Conversely, the god-king had to order the docks to be rebuilt higher last year as waves swept over the top of them.
Already, Rortan, which was planted further to the sea than us, they have walls to keep out the Sea. Arrogance and stupidity, I say. We will have to try the Uplands which sprout more green each year. We shall have to take them from the Northlanders even as we surrender our beautiful city to the Sea.
By fervent questioning of taletellers, I hear an uncertain story that someone has already done this. They have built a town they call 'Troy' to replace their old city. I know not where Troy is except that it is above another valley like the Pleasant Valley, and that worries me, for if they fled the safety of a great valley for the unknown heights and cold summers, what do they fear? I only know now that when I climb down the great natural dam between North and South, that I look at it with worry, and I wonder why the rock hums under my hand during storms out on the Great Sea.

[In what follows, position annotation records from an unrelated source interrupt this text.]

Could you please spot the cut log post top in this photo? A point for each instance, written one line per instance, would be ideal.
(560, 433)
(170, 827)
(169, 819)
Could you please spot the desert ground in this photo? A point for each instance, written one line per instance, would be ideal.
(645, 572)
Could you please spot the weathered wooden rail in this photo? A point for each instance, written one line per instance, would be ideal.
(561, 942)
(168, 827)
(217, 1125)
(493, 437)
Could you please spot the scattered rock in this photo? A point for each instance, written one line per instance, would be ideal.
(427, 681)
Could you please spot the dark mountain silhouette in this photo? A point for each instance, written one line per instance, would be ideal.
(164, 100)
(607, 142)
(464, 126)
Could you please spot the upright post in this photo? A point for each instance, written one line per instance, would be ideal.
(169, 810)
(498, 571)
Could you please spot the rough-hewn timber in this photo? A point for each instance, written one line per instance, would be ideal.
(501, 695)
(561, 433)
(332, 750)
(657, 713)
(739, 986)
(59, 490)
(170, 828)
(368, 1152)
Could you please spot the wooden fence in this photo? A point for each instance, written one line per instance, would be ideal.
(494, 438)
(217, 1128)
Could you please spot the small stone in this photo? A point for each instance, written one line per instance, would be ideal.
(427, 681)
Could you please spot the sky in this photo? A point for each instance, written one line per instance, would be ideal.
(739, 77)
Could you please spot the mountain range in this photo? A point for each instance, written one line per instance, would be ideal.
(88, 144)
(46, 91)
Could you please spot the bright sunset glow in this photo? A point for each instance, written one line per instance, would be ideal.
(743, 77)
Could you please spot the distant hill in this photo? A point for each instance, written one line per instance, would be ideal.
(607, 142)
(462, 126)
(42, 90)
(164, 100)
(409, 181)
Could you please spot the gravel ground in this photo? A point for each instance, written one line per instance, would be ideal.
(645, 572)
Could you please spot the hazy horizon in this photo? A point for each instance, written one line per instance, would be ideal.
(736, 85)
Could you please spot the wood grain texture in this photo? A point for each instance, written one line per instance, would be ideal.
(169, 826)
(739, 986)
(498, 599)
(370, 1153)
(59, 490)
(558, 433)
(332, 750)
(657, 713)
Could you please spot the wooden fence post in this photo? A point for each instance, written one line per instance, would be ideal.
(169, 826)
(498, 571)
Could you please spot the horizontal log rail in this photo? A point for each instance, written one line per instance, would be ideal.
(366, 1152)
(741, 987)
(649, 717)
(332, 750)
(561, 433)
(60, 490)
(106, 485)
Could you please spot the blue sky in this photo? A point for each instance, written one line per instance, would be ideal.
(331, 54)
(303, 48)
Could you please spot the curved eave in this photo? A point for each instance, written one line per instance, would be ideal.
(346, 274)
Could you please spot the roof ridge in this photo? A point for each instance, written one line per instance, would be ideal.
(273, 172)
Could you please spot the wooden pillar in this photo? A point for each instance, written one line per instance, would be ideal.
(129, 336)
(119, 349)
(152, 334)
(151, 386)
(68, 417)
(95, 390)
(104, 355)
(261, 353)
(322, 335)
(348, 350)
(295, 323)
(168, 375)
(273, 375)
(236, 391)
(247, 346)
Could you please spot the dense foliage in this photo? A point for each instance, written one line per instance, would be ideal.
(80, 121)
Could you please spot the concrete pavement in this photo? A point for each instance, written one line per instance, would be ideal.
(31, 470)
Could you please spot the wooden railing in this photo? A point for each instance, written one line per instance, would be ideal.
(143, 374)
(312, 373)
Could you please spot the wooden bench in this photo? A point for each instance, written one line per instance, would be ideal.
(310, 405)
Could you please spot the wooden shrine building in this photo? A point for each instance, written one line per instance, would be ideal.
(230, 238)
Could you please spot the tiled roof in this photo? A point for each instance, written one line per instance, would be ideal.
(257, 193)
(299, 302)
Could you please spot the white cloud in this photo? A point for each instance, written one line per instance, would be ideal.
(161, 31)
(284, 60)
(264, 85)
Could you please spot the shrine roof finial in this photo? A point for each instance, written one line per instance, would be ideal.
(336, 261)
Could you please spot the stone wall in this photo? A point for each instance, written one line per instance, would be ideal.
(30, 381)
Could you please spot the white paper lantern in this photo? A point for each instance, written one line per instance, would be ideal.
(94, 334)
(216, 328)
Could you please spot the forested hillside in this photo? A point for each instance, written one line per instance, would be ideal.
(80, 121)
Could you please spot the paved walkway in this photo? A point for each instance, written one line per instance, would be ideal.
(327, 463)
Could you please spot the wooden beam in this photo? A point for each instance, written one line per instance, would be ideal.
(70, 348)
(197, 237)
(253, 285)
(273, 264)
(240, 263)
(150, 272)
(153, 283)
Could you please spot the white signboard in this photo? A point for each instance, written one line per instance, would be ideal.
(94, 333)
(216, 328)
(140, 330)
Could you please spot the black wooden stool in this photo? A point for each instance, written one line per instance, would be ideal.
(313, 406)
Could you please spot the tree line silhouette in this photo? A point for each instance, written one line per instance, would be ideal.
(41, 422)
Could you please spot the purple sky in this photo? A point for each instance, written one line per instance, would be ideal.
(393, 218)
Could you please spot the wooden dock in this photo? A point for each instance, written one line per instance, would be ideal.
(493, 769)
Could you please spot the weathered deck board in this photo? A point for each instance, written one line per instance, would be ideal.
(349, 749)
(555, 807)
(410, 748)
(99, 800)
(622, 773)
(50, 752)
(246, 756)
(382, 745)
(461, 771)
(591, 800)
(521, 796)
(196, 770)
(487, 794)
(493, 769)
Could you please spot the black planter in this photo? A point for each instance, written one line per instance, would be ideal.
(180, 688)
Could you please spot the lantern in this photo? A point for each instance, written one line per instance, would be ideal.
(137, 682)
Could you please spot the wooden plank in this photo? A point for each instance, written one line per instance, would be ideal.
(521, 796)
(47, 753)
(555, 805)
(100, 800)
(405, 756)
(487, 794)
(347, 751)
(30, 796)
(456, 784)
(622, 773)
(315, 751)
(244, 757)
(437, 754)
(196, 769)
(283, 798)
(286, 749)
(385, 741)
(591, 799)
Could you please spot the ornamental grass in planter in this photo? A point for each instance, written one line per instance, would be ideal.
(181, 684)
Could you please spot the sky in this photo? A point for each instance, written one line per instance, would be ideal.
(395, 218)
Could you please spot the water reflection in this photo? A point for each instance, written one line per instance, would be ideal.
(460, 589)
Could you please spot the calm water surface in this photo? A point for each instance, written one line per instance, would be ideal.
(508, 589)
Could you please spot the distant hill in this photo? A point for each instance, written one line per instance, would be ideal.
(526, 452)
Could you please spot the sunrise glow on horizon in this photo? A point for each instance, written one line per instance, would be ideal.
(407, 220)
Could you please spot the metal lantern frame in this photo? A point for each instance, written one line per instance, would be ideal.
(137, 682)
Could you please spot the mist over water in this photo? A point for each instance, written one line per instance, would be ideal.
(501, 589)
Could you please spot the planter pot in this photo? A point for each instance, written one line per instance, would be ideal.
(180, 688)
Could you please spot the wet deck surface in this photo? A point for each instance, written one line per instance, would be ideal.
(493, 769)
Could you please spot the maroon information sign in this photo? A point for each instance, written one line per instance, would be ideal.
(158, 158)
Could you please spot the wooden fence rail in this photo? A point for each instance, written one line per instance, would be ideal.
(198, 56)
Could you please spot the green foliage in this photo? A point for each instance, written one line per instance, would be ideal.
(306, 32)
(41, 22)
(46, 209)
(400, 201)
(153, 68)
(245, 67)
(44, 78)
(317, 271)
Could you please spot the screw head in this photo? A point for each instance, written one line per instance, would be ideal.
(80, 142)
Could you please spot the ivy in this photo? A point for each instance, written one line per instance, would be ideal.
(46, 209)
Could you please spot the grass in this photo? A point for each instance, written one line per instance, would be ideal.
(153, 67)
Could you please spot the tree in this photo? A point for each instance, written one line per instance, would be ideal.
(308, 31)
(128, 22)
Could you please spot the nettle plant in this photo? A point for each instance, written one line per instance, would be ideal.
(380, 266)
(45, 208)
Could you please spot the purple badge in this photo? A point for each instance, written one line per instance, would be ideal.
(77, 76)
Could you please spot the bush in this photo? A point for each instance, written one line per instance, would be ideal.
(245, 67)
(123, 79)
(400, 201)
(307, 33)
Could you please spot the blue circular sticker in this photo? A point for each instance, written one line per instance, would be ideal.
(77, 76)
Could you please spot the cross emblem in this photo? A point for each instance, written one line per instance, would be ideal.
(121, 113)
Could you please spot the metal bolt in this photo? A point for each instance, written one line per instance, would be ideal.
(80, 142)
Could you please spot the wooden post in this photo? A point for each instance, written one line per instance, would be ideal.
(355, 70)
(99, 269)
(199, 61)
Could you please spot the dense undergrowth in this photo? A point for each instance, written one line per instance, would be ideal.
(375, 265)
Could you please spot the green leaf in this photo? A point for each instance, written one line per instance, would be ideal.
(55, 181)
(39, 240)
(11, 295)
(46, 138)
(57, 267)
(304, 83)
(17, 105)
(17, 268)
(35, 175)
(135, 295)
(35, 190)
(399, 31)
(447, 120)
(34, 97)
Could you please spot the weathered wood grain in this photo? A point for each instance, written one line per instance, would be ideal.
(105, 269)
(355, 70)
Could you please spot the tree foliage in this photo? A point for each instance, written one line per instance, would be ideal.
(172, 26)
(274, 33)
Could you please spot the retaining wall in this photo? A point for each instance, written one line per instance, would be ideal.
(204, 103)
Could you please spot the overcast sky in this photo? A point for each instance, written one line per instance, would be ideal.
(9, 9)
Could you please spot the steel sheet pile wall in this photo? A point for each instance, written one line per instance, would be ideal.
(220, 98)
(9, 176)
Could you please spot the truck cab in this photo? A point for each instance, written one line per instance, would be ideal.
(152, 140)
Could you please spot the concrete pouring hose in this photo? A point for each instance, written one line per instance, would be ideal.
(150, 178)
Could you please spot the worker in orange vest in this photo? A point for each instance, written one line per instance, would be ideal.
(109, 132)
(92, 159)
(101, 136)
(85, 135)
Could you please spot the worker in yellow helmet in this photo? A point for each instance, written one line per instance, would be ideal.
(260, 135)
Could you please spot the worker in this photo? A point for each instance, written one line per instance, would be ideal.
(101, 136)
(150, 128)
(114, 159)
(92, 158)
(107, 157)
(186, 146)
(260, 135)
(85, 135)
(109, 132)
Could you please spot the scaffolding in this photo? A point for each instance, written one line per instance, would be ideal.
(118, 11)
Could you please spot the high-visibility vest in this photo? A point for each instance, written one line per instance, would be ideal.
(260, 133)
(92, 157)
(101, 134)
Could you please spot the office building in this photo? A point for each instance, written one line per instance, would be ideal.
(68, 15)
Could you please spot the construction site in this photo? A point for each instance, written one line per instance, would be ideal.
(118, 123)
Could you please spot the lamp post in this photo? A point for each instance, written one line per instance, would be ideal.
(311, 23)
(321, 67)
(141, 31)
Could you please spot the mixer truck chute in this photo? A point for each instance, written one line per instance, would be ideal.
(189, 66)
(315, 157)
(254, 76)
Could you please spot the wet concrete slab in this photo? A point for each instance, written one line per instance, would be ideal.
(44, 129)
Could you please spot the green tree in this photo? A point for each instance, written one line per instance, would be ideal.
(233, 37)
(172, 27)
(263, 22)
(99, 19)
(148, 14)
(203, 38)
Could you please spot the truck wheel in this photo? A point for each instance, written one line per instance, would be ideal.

The merchants of P. primarily use single hump camels in caravans, and lots of slaves to carry their goods.
Historical Note: P., in this story, would be one of many Bronze Age cities lost to the waves. They are suffering global warming (and I may have made this world too hot as it gets hotter as the continent covering glaciers melt). The 'natural dam' is of course, the one between Europe and Africa at Gibraltar, and the Pleasant Valley is the Mediterranean Basin before the dam broke and covered everything in a deluge that was not the Great Water, but was certainly impressive in its own right.
The Dragon's Head Upland is Spain, and the mountains are the Alps.
Trade would be primarily bronze and tin, I would think. I should think back to my games of Civilization the orginal board game with 'ochre'.
The Northlanders are Neanderthals, and the Edgelanders are Cro-Magnon. The N. have the advantage of coming from a very large strain of humanity, and possibly giant blood, but the disadvantage of vitamin deficiency due to lack of sun and no fish.
Eventually, the more numerous and technically advanced Edgelanders destroy the Neanderthals except in isolated regions. Like many migrations through history (The Irish in the Potato Famine) they are driven by necessity. In this case, the rising waves cover their cities as the glaciers melt and flow down to the Sea.
Eventually, the water rises high enough that the land bridges which join the continents are broken or covered over.
And yeah, the dragons are dinosaurs.
Welcome to the World of Ice and Bronze.